As the opening ceremonies are set to get underway later this evening in London for the 2012 Summer Olympics, around 400 people gathered in Trafalgar Square to commemorate the 40th anniversary of the brutal killing of 11 Israeli athletes and coaches at the 1972 Games in Munich.
The event was organized by the British Israel Coalition and was “a response to the International Olympic Committee’s sustained refusal to include a minute of silence in the opening ceremony due to be held tonight,” according to a statement released by the group early Friday.
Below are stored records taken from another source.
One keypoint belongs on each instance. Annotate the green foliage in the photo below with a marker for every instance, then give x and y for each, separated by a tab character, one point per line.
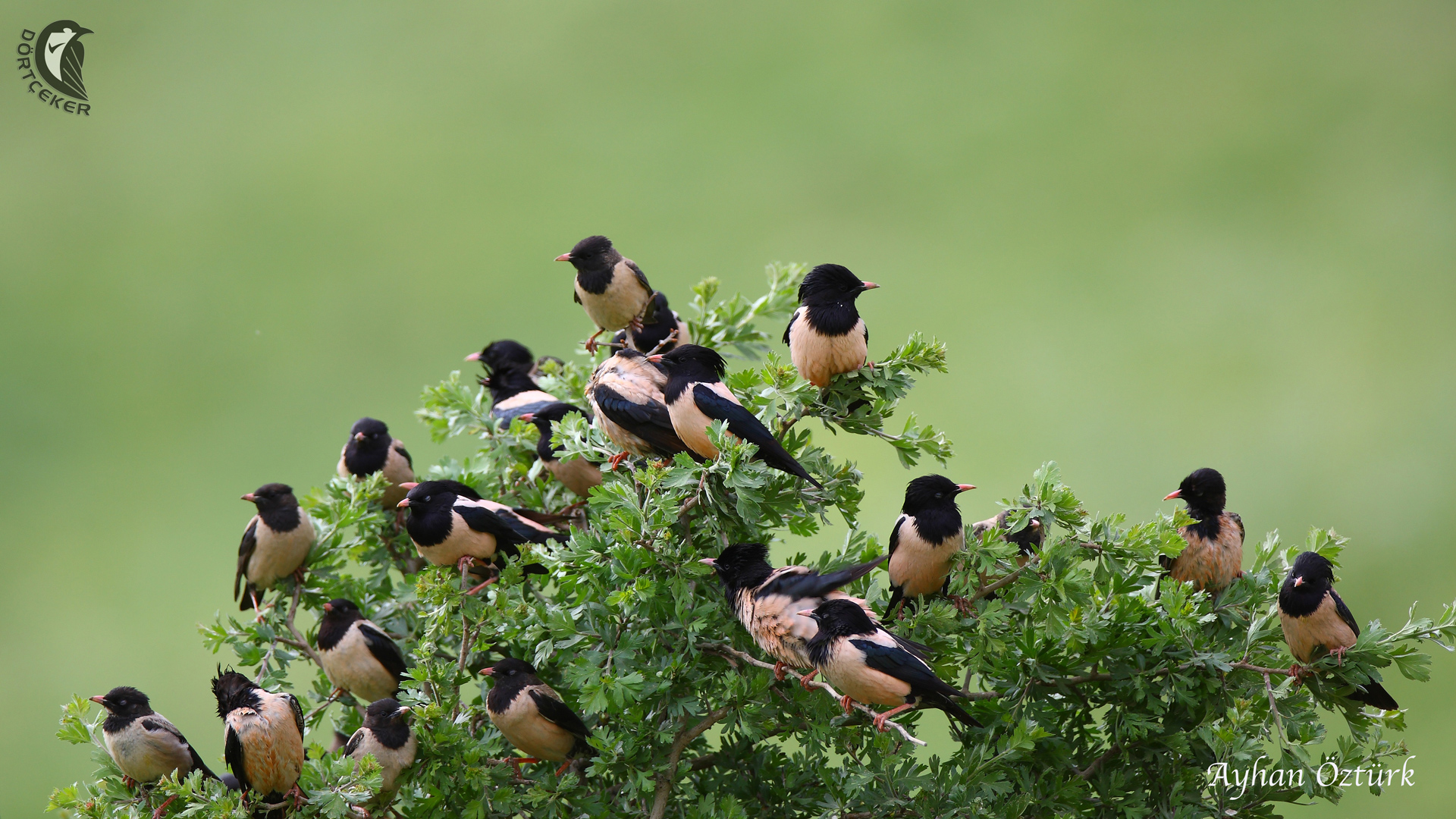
1107	689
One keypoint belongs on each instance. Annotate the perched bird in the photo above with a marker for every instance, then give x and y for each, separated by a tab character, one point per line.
1313	617
626	397
610	287
143	744
1215	539
925	539
533	717
826	335
452	525
655	337
357	654
871	667
274	545
264	735
372	449
696	397
577	474
510	376
388	736
767	601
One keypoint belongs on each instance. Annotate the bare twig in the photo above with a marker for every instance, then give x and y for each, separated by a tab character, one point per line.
685	738
727	651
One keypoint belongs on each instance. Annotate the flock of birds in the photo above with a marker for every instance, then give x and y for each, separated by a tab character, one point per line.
655	397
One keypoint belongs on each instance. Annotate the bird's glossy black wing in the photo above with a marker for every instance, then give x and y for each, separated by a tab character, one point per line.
743	425
384	651
245	551
647	422
560	713
234	755
814	585
1345	613
905	667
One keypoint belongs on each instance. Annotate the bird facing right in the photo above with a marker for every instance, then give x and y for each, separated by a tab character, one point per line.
826	335
1313	617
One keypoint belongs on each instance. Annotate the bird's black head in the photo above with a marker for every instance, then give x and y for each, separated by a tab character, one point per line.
370	433
126	701
842	618
693	363
593	254
930	491
829	283
234	691
273	496
386	711
1203	491
742	566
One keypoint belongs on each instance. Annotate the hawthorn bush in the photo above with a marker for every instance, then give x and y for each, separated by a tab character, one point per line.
1106	689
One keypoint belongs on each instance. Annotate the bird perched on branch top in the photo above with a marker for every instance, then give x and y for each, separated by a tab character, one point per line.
767	601
1215	548
610	287
510	375
696	397
826	335
275	542
388	736
925	539
626	395
372	449
655	337
143	744
577	474
452	525
262	741
533	717
357	654
871	667
1313	617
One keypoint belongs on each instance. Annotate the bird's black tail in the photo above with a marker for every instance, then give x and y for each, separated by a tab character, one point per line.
1375	694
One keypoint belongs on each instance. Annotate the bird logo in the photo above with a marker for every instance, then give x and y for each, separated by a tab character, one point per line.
60	55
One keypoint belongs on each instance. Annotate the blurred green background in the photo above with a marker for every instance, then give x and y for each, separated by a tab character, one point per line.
1155	238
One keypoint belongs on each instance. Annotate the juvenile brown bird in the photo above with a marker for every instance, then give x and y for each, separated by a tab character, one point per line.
143	744
925	539
388	736
626	397
510	375
262	741
275	542
533	717
1215	550
1313	617
610	287
372	449
871	667
767	601
826	335
696	397
577	474
357	654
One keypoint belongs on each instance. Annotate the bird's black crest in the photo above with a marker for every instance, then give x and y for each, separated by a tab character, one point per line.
829	283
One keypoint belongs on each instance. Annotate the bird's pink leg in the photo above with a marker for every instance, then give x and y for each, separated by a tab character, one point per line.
880	719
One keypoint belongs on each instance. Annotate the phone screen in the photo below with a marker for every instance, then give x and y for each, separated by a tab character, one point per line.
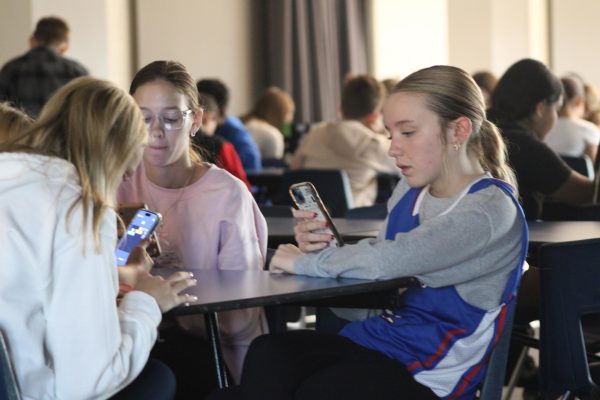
141	226
305	197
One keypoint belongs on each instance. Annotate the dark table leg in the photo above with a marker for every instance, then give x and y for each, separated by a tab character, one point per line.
212	326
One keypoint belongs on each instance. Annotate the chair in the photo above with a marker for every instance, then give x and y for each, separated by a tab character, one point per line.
582	164
570	282
333	186
493	380
8	383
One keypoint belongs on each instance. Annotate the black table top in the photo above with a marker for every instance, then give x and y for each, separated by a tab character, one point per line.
228	290
562	231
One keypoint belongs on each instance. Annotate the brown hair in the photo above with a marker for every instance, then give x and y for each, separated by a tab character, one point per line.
452	93
361	95
177	75
51	31
13	122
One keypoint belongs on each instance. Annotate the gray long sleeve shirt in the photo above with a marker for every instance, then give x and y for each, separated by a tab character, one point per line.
472	242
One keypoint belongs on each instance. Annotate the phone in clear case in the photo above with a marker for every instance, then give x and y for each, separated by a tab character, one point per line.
306	198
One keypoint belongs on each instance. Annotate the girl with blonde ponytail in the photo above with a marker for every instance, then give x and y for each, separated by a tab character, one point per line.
454	223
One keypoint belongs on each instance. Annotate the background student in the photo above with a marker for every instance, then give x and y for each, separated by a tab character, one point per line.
214	149
231	128
58	281
30	79
524	105
436	344
272	110
210	220
572	135
356	144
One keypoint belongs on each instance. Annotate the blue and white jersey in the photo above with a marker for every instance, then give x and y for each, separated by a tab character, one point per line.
444	341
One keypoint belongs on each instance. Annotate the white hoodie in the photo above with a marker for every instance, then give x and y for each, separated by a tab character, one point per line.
350	146
66	336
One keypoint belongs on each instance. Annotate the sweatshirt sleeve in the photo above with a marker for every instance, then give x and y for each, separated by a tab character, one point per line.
96	348
433	252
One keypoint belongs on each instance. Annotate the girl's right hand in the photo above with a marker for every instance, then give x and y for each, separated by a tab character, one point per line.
167	291
304	229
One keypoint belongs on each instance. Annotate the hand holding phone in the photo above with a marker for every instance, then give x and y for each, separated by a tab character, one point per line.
141	227
306	198
127	211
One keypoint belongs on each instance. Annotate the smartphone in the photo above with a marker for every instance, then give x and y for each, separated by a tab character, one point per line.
129	210
142	225
306	198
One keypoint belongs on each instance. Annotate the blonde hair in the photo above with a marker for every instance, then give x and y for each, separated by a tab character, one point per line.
177	75
273	106
99	129
12	122
452	93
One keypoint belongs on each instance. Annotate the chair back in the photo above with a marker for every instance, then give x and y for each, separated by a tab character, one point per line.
8	383
333	186
570	289
582	164
493	380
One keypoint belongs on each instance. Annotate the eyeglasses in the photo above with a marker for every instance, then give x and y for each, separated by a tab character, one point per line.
170	120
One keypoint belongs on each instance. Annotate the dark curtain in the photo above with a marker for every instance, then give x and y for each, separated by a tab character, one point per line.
310	46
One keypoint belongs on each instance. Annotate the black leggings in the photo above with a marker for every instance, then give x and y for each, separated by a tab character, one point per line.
311	365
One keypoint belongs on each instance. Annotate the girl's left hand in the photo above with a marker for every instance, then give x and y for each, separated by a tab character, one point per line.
283	259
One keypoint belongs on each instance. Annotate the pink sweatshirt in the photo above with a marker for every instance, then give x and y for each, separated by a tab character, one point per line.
212	223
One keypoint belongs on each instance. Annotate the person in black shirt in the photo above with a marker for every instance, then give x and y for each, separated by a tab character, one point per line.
29	80
524	105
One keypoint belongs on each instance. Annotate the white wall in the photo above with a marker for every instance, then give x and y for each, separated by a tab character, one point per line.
575	37
408	35
212	38
15	28
99	37
493	34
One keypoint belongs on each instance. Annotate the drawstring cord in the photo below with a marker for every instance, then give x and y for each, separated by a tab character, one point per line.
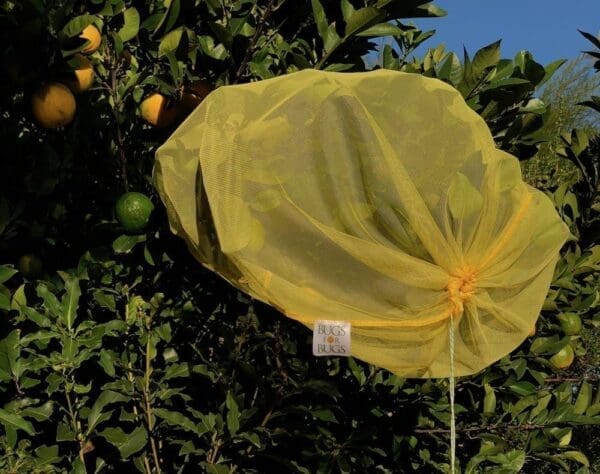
452	418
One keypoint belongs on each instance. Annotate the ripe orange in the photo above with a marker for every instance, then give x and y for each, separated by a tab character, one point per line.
156	112
91	34
563	358
53	105
83	76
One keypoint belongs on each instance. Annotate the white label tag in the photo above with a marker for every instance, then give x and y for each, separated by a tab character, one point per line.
331	338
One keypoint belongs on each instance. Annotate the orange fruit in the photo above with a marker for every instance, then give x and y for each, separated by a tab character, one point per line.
156	112
570	323
83	76
563	358
91	34
133	211
53	105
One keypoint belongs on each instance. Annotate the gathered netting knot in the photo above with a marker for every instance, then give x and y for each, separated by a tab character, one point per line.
460	288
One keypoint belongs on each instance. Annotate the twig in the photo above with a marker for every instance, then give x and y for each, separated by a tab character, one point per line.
149	414
253	41
117	117
492	428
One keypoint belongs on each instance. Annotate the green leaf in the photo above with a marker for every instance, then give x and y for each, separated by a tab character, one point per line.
593	39
170	42
70	301
506	82
4	299
125	243
576	456
131	24
347	9
522	389
361	19
16	422
320	19
10	351
485	58
233	414
6	273
107	397
176	371
170	16
76	25
551	69
178	420
126	443
381	29
40	413
324	415
584	398
451	69
51	303
489	401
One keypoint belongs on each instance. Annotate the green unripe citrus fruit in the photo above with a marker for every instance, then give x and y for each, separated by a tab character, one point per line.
570	323
30	266
563	358
133	211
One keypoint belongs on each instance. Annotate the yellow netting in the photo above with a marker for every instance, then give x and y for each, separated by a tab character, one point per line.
378	198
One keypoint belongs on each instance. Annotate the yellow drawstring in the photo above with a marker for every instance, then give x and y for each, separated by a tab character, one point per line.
452	421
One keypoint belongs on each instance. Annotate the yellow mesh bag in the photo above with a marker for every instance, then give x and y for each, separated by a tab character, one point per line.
377	198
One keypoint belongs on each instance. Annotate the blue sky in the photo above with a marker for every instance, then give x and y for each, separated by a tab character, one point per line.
547	28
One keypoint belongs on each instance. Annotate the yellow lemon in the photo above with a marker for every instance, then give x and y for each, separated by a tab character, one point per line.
53	105
83	76
155	111
91	34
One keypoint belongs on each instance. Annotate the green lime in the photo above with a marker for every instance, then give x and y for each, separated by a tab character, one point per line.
133	211
30	266
570	323
563	358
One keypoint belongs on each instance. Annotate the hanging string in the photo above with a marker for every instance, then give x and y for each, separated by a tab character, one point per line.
452	420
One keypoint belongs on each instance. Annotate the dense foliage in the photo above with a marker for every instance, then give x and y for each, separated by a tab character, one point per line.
120	353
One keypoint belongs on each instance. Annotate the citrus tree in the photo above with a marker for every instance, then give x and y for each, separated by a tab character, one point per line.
119	353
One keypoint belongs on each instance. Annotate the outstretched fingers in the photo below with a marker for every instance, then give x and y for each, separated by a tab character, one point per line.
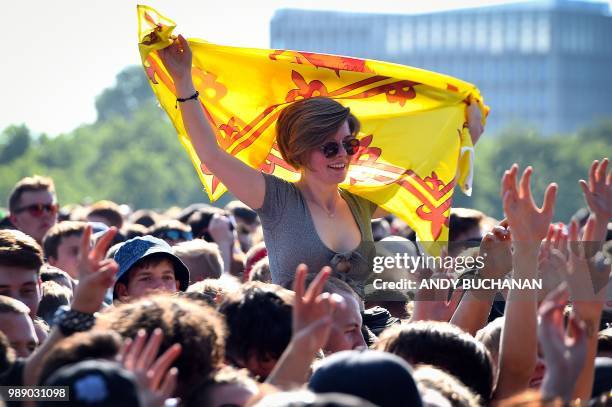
159	370
550	196
103	243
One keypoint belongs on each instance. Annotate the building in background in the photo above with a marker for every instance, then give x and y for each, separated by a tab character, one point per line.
544	64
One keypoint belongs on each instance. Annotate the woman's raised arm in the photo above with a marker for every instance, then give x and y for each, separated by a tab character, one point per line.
246	183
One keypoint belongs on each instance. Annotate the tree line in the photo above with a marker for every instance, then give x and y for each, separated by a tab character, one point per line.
131	155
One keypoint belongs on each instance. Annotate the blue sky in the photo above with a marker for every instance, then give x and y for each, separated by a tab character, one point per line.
58	55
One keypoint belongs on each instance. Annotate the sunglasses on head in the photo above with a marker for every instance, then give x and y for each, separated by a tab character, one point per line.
37	210
331	148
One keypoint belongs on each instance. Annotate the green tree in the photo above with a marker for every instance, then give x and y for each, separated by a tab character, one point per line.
131	92
14	142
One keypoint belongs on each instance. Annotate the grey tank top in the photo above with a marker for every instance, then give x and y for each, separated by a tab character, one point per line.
291	237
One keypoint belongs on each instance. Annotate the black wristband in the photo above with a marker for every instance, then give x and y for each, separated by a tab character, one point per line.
192	97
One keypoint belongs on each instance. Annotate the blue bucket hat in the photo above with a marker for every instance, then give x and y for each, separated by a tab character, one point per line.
141	247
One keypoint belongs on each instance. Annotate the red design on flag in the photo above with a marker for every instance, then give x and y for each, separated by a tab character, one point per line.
305	90
206	83
334	62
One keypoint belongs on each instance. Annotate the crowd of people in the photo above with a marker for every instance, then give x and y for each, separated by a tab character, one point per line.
148	308
269	301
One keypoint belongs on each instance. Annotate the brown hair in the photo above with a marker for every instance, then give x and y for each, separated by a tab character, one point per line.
54	236
258	319
19	250
198	328
430	377
13	306
108	210
202	393
306	124
27	184
81	346
444	346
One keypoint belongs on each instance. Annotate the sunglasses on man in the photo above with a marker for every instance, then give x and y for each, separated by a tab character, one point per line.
37	210
332	148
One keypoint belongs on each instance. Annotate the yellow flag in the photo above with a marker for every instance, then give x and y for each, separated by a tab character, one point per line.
414	147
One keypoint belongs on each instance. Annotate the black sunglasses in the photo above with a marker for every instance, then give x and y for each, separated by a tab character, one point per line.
37	210
331	148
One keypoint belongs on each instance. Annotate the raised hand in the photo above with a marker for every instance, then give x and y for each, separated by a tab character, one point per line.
528	223
587	276
565	356
496	249
553	258
312	310
598	191
474	119
96	274
177	59
153	374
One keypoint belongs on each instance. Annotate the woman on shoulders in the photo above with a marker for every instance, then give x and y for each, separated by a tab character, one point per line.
311	221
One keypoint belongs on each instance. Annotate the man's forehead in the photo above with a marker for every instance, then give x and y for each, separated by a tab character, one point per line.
17	275
39	196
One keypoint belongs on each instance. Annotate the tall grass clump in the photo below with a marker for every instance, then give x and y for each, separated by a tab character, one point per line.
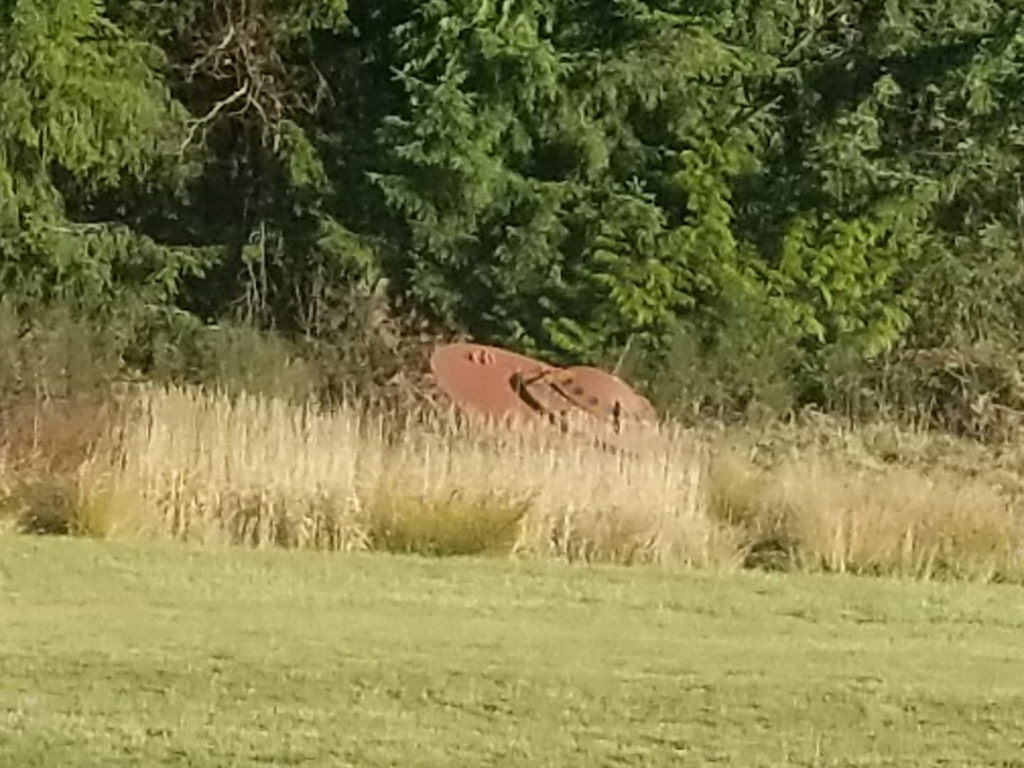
252	470
813	512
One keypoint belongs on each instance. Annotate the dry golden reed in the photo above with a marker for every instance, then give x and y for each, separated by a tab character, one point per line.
257	471
248	470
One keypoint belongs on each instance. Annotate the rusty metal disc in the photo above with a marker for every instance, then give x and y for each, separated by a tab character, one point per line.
602	394
479	378
542	394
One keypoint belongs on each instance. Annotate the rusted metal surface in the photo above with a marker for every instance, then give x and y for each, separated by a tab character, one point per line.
501	384
479	379
602	394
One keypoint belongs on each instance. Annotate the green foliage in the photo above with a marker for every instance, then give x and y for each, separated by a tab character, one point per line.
770	186
83	112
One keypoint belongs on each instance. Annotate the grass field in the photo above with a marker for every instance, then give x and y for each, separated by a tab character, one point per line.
158	654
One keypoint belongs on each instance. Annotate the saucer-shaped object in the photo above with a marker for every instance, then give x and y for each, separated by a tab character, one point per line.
602	394
543	395
479	378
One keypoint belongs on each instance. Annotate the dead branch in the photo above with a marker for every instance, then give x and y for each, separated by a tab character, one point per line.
211	116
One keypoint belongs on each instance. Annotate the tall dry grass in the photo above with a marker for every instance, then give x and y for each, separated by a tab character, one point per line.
256	471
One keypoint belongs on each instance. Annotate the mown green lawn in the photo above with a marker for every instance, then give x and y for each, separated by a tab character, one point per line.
155	655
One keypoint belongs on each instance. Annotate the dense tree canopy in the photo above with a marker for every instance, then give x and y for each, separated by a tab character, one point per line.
573	178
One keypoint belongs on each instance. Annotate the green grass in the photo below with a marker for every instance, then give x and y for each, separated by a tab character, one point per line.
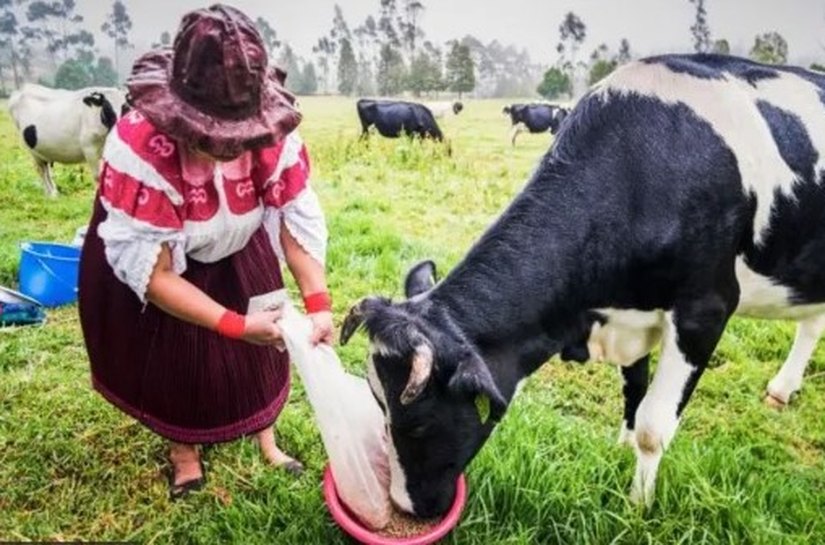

An international drive to hold a moment of silence during the opening ceremonies in honor of the slain Israelis was rebuffed by the IOC on numerous occasions, including Wednesday night when two widows of murdered Israeli team members from the 1972 Games met with IOC President Jacques Rogge.
“We wanted to do this because it was right to take a public stand,” Ari Soffer, Director of the British Israel Coalition, told The Algemeiner. “The majority were definitely British but there were quite a lot of people involved – Americans, Canadians, a Korean group. They saw the event and expressed interest.”
The BIC is a grassroots movement, which Soffer describes as “a pluralistic group with a pro-Israel initiative.”
We’re a “pan-political, pan-religious [group]. It’s not Jewish, it’s not Christian. We have membership across the religious and political spectrum and our mission is to fight the delegitimization of Israel in the United Kingdom…and at the same time, basically be the British voice for Israel in a proactive way.”
Attendees inside Trafalgar Square recited the Jewish prayer, Kaddish, while the national anthems of Britain and Israel were performed as well.